"Bah—that was after I was killed by the Cherokees. Well?"

"The Cameronians were formed in line, mid leg in the salt water, with bayonets fixed, the colours flying, the pipes playing and drums beating 'Britons strike home,' and our chaplain, a reverend minister of God's word, stood beside the colonel with the shot and shell from the Dutch batteries flying about his old white head, but he was cool and calm, for he was the grandson of Richard Cameron, the glorious martyr of Airdsmoss.

"'Fear not, my bairns,' cried he (he aye called us his bairns, having ministered unto us for fifty years and more)—'fear not; but remember that the eyes of the Lord are on every righteous soldier, and that His hand will shield him in the day of battle!'

"'Forward, my lads,' cried the colonel, waving his broad sword, while the musket shot shaved the curls of his old brigadier wig; 'forward, and at them with your bayonets;' and bravely we fell on—eight hundred Scotsmen, shoulder to shoulder—and in half an hour the British flag was waving over the Dutchman's Jack on the ramparts of St. Martin."

But to all Ewen's exordiums, the Wooden-leg replied by oaths, or mockery, or his incessant laugh,—

"Ha, ha, ha! Ho, ho, ho!"

At last came the long-wished for twenty-sixth of April!

The day was dark and louring. The pine woods looked black, and the slopes of the distant hills seemed close and near, and yet gloomy withal. The sky was veiled by masses of hurrying clouds, which seemed to chase each other across the Moray Firth. That estuary was flecked with foam, and the ships were riding close under the lee of the Highland shore, with topmasts struck, their boats secured, and both anchors out, for everything betokened a coming storm.

And with night it came in all its fury;—a storm similar to that of the preceding year.

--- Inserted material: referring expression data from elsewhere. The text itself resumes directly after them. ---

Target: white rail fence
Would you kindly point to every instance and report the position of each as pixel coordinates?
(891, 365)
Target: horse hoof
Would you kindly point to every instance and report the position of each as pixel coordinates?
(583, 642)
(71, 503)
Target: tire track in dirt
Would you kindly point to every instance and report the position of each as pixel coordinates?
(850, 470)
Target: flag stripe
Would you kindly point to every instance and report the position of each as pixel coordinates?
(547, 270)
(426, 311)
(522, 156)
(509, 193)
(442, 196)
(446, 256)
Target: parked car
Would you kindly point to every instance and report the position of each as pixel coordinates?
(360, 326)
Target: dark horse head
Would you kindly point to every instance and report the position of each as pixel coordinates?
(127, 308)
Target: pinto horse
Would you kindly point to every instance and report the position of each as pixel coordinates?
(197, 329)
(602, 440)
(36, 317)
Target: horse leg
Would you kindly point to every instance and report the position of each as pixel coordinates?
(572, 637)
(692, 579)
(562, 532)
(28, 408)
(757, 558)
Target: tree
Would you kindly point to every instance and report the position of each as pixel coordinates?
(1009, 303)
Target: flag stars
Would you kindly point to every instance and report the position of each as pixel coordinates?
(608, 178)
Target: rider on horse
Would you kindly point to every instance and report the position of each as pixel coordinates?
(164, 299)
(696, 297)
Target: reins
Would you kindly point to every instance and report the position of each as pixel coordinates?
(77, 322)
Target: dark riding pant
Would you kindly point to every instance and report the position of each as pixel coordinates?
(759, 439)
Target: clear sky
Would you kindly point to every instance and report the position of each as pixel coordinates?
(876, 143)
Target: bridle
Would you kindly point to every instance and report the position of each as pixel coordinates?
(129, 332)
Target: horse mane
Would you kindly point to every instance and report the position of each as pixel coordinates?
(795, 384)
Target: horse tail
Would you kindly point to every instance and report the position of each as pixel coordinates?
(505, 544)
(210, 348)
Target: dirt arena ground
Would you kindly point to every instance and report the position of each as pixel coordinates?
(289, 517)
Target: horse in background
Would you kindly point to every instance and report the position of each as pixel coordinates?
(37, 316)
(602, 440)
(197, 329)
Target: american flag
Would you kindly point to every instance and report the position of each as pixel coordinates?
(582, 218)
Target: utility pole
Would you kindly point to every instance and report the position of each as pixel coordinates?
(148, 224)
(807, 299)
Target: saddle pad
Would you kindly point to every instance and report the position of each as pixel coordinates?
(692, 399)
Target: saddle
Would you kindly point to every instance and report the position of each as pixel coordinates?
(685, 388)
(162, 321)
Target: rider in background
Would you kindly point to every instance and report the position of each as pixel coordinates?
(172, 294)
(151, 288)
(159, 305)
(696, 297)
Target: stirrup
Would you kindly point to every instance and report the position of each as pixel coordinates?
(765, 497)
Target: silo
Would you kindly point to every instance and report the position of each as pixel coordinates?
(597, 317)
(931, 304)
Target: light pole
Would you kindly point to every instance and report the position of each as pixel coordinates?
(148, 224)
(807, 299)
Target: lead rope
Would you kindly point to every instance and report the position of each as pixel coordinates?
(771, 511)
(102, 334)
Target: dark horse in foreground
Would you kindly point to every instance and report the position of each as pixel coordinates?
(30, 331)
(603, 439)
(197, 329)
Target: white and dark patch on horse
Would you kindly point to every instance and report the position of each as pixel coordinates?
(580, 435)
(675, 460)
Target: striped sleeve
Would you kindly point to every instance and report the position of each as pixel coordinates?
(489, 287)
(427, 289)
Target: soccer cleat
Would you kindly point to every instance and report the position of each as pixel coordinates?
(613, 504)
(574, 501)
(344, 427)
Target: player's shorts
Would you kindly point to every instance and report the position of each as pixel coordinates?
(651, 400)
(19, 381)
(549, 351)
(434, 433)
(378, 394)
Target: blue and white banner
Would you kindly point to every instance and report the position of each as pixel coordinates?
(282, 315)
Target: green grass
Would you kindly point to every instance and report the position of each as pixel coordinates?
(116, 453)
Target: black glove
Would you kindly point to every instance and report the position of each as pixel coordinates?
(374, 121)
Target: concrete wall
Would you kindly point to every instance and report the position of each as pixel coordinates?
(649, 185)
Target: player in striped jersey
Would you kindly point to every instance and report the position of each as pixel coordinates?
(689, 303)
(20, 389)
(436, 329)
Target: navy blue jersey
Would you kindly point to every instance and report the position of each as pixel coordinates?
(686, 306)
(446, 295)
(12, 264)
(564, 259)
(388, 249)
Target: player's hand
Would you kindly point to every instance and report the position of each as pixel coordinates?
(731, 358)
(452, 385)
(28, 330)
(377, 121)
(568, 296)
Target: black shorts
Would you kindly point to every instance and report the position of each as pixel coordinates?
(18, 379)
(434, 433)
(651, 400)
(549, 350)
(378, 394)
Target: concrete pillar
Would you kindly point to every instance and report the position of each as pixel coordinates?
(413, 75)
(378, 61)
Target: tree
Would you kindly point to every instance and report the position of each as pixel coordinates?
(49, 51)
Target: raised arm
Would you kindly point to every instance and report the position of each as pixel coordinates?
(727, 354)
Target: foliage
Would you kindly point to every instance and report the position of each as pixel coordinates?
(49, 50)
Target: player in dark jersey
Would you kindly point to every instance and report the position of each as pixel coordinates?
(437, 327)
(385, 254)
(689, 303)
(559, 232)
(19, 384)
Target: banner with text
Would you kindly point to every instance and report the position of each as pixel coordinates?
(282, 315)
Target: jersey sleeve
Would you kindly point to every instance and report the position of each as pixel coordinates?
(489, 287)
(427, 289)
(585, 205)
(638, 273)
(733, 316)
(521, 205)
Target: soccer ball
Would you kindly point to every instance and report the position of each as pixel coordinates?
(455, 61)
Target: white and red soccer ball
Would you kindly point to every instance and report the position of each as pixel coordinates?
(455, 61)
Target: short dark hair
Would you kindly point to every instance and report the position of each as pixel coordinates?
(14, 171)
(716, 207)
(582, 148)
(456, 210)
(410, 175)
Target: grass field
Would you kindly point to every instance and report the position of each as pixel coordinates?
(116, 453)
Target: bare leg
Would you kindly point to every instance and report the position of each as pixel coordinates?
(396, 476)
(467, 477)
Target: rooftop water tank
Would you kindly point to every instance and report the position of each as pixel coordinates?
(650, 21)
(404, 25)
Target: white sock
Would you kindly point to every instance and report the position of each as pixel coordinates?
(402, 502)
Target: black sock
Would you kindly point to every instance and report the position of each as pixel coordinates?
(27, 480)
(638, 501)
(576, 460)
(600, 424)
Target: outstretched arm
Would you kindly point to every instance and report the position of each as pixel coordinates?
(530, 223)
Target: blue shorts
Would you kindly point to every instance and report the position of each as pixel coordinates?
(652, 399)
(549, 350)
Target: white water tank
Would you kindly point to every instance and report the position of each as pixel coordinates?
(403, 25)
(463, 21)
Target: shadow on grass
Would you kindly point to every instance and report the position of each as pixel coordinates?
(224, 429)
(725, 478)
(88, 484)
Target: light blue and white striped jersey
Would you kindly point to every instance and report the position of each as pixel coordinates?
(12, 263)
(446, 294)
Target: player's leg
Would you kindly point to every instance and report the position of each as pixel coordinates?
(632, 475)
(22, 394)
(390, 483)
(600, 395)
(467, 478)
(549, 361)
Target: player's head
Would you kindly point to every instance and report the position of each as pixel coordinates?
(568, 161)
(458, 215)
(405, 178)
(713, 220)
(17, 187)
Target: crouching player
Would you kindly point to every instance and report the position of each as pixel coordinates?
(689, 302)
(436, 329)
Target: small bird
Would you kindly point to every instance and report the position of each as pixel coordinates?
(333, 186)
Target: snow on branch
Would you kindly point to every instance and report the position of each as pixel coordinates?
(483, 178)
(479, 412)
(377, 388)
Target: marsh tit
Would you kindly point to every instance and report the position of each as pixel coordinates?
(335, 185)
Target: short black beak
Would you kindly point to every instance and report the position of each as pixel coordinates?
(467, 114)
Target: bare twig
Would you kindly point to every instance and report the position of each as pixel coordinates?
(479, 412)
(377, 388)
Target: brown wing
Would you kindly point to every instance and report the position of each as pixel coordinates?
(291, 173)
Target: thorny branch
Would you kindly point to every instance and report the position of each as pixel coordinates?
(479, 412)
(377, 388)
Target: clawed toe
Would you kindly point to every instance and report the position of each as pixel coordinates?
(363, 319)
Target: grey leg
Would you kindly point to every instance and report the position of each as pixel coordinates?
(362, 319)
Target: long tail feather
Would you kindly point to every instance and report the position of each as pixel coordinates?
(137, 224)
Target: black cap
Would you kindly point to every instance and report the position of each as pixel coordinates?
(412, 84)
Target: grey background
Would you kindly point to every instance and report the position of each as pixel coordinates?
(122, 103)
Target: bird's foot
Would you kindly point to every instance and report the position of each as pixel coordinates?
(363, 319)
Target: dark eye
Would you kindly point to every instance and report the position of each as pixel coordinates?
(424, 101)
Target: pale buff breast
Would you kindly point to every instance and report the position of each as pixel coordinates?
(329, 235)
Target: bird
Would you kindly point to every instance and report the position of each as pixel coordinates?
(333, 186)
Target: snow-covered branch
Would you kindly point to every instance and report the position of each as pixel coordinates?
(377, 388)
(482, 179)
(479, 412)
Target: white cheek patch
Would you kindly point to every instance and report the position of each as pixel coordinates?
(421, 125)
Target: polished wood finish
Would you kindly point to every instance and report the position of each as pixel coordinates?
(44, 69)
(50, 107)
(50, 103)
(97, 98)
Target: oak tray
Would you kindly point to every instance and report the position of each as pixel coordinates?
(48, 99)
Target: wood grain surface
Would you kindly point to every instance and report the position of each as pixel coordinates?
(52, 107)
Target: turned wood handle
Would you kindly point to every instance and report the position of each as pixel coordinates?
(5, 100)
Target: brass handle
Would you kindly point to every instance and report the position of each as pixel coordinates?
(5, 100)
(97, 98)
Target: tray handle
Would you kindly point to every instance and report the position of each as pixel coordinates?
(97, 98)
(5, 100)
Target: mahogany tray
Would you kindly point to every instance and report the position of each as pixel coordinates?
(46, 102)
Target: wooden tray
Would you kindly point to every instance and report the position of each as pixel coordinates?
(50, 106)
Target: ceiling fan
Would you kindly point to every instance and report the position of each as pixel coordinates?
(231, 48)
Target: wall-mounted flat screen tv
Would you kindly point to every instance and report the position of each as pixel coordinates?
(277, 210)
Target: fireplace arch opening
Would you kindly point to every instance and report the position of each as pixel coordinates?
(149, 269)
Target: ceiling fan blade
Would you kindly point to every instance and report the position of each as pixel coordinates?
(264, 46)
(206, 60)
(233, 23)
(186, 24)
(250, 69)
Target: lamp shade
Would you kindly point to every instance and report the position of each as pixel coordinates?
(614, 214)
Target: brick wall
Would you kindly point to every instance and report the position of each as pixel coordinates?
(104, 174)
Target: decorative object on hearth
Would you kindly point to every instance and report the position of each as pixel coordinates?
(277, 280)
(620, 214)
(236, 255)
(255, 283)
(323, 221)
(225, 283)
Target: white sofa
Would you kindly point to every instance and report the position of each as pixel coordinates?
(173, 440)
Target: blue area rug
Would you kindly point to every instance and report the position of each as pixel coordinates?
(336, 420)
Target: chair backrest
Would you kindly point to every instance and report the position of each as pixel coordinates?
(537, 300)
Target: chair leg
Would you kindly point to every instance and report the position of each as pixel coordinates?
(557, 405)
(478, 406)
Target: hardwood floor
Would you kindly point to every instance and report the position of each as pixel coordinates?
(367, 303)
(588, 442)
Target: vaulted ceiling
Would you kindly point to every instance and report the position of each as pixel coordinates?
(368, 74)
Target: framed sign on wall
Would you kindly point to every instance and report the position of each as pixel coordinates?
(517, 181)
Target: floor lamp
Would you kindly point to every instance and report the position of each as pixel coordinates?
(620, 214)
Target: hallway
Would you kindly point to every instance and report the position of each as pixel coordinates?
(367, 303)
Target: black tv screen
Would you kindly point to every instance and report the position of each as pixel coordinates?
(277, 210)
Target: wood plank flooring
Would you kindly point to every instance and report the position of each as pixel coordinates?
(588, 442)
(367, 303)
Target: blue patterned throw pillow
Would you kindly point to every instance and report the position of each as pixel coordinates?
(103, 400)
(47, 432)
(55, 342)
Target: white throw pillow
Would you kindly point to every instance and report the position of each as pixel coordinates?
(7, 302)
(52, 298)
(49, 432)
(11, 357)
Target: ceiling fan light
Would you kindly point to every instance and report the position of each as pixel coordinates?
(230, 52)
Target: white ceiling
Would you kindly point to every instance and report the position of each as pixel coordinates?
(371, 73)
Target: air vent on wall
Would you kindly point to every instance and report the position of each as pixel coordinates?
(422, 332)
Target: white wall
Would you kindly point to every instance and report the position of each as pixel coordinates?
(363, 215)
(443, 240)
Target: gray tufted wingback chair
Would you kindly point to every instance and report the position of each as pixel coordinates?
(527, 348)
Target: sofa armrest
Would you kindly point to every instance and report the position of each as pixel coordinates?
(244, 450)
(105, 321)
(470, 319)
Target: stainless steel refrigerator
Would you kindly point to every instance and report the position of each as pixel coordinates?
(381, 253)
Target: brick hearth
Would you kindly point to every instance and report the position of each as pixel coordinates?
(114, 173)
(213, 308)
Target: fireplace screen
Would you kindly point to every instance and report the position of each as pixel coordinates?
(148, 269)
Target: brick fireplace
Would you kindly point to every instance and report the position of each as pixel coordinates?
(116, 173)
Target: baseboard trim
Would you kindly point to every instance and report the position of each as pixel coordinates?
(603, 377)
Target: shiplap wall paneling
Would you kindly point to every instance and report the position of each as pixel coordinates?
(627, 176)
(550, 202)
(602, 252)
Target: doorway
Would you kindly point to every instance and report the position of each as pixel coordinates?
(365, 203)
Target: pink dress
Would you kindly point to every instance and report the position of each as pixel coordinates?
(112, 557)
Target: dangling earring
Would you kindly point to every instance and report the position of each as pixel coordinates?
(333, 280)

The fierce and howling wind swept through the mountain gorges, and levelled the lonely shielings, whirling their fragile roofs into the air, and uprooting strong pines and sturdy beeches; the water was swept up from the Loch of the Clans, and mingled with the rain which drenched the woods around it. The green and yellow lightning played in ghastly gleams about the black summit of Dun Daviot, and again the rolling thunder bellowed over the graves of the dead on the bleak, dark moor of Culloden. Attracted by the light in the windows of the toll house, the red deer came down from the hills in herds and cowered near the little dwelling; while the cries of the affrighted partridges, blackcocks, and even those of the gannets from the Moray Firth were heard at times, as they were swept past, with branches, leaves, and stones, on the skirts of the hurrying blast.